Packing the court strikes out independent judiciary

Former President Franklin Delano Roosevelt used his bully pulpit to try to pack the Supreme Court. He struck out, and in the 1938 midterm elections, his party lost 72 seats in the House of Representatives and seven seats in the Senate. As they say, history repeats itself.

Perhaps that’s why Speaker Nancy Pelosi poured cold water on the partisan bill introduced this week by House Judiciary Chairman Jerry Nadler. When asked about the court-packing bill, Pelosi said, “I don’t know that it’s a good idea or a bad idea.”

President Joe Biden knows.

In 1983, then-Sen. Biden called FDR’s court-packing effort “a bonehead idea.” I agree with the 46th president. It is a bonehead idea to pack the court. It’s a pure power grab that would incinerate public trust in our institutions of government.

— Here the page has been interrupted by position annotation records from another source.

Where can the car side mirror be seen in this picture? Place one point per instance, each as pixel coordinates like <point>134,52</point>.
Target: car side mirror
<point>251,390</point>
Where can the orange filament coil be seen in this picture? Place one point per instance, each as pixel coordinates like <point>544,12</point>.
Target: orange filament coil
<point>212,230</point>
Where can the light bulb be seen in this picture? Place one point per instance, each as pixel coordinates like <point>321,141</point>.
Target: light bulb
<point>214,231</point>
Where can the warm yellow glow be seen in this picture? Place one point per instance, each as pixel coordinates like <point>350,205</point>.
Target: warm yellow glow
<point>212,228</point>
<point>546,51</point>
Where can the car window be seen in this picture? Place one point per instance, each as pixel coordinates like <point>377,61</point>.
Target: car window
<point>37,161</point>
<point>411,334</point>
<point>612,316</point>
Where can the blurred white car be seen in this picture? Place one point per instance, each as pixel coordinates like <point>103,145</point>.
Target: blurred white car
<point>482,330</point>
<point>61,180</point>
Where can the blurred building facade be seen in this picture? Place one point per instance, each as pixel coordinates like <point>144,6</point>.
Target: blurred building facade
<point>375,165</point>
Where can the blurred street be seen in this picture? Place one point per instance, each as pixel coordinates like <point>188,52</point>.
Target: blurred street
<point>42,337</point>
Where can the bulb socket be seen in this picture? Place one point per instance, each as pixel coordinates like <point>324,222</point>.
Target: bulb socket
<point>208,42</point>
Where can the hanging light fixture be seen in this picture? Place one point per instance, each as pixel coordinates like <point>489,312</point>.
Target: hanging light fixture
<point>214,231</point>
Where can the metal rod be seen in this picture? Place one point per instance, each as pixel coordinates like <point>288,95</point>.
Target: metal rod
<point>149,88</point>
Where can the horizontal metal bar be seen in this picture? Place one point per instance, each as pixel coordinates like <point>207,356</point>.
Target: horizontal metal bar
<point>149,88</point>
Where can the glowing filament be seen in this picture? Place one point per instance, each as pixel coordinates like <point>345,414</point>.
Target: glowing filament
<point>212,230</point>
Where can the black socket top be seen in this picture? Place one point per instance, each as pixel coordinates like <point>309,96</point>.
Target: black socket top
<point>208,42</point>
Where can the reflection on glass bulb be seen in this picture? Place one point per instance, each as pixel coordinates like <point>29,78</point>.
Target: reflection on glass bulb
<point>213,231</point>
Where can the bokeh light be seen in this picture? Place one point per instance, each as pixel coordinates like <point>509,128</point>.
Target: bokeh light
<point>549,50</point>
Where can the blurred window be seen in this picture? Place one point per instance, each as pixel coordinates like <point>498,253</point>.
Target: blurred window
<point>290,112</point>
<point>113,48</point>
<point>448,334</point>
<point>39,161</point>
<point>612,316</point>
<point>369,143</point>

Having served on the Senate Judiciary Committee since 1981 and as chairman for four of those years, I’ve spent decades in the trenches of judicial-confirmation warfare. I’ve participated in 16 Supreme Court confirmations and more than a thousand more to fill vacancies in the nation’s lower courts.

Advice and consent by the Senate to serve lifetime appointments in the federal judiciary give the people a constitutional check on those selected to interpret the law of the land. Doing so while respecting the independence of the federal judiciary helps preserve public confidence in our institutions of government. The Supreme Court is the final word on matters affecting the lives and livelihoods of people, from healthcare to taxes, abortion, gun control, privacy, and voting laws.

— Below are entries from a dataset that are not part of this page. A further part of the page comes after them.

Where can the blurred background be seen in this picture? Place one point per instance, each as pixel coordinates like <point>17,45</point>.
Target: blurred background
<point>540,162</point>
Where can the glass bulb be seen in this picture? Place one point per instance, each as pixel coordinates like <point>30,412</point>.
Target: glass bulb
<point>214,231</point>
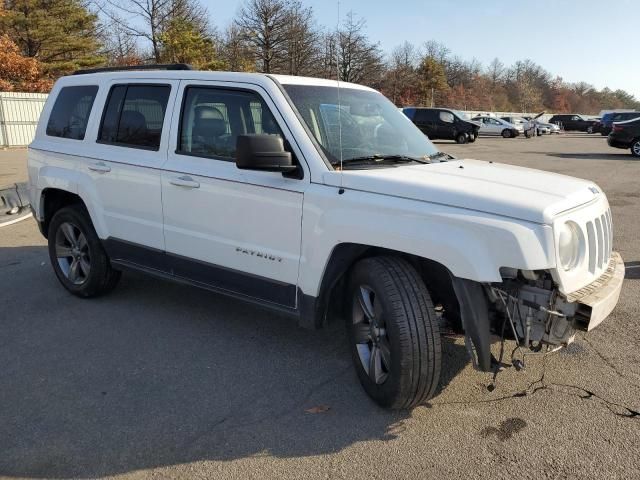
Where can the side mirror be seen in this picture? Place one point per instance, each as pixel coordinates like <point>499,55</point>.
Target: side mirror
<point>264,153</point>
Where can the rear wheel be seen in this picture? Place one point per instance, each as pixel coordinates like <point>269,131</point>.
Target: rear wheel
<point>393,332</point>
<point>77,256</point>
<point>462,138</point>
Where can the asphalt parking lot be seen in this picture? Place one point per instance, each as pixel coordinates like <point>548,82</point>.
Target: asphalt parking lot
<point>161,380</point>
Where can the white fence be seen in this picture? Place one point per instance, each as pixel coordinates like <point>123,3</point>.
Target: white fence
<point>19,113</point>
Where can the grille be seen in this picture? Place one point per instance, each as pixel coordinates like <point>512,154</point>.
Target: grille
<point>600,241</point>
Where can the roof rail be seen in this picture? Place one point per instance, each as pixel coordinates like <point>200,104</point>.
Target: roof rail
<point>168,66</point>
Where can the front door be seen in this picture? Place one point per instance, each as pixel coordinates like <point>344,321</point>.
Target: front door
<point>234,230</point>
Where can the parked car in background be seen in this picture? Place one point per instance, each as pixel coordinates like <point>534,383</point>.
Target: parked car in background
<point>522,124</point>
<point>492,126</point>
<point>608,119</point>
<point>575,123</point>
<point>443,124</point>
<point>626,135</point>
<point>543,128</point>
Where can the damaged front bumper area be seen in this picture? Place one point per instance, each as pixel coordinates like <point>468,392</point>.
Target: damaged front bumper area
<point>528,307</point>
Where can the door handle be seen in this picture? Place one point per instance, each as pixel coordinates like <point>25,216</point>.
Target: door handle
<point>184,181</point>
<point>100,167</point>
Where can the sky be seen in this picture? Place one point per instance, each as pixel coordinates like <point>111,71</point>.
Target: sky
<point>578,40</point>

Unfortunately, bare-knuckle politics took over the confirmation process in 1987, when partisans succeeded in sabotaging Judge Robert Bork’s nomination with a well-orchestrated slander campaign against him. Since then, “Borking” a nominee made its way into the political playbook. Four years later, people watched confirmation proceedings turn into daytime soap operas. Then-Judge Clarence Thomas unflinchingly defended his reputation, calling allegations made against him a “high-tech lynching.”

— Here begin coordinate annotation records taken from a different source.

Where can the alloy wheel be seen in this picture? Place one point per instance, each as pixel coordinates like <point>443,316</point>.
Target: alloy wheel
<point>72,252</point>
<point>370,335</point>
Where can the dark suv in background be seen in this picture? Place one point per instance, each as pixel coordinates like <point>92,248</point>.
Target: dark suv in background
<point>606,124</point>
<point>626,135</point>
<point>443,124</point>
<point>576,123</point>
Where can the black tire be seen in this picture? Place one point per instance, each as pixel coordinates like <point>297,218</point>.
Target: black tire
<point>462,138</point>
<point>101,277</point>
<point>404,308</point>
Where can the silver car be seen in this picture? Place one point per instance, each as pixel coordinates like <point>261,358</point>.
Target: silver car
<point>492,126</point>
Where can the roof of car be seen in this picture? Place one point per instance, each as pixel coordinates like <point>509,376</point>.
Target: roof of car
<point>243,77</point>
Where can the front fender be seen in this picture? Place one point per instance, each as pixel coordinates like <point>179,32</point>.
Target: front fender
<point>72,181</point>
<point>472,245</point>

More recently, Senate confirmation hearings for Justice Brett Kavanaugh devolved into an unprecedented attempted character assassination of a nominee to the high court. As then-chairman of the Senate Judiciary Committee, I refused to cave to the mob and carried out the committee’s responsibilities to vet the nominee thoroughly and fairly for a consequential lifetime appointment.